Success criteria - Agents improve their own training loop or memory architecture.
- Stable multi-agent societies with division of labor, markets, and long-term planning.
- AIF enables efficient decentralized optimization without central control.
Dependencies: Fork Beckenbauer Orchestrator and Constant rulebook repos.
Timeline: 2029 onward (frontier research horizon)

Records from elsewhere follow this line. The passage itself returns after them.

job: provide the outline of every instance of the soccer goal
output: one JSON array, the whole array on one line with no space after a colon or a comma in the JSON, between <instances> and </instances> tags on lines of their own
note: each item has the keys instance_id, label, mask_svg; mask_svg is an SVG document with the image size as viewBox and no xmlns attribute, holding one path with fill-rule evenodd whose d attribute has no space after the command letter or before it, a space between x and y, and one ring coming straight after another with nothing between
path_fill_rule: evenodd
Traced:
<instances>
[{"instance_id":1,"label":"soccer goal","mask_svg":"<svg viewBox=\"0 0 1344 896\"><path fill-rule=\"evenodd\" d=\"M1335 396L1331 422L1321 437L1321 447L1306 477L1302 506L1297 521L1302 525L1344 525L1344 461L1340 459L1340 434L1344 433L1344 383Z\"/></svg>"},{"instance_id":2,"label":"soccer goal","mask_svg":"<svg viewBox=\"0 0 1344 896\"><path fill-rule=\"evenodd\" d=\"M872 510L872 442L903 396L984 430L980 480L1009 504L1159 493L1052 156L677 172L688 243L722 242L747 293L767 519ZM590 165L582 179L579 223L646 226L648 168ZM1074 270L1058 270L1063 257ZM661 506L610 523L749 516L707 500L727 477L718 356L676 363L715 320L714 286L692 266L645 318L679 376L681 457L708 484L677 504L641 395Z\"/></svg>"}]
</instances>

Goal: Deploy persistent, safe AGI societies with AIF priors for global stability and interpretability.
Key features
- Persistent multi-agent societies running 24/7 in simulation and real Spatial Web environments.
- Grounded safety: Every action must reduce global free energy (active-inference prior).
- LLM oracle access: Frontier models queried only through byte-level grounded channels.
- AIF Integration: AIF safety priors (minimize global surprise) + Beckenbauer’s multi-agent reflection for ongoing optimization and self-revision in decentralized systems.
- Global audit log: Your LLM translator becomes the permanent interpretability layer.
Success criteria - Societies maintain stability in open-world deployments, adapting to real-time changes while minimizing surprise.
- Safe, interpretable behaviors emerge from AIF priors, with auditable generative models for all decisions.
Dependencies: Integrate with Spatial Web standards (IEEE 2874); use VERSES AXIOM for unified perception/planning/control in production.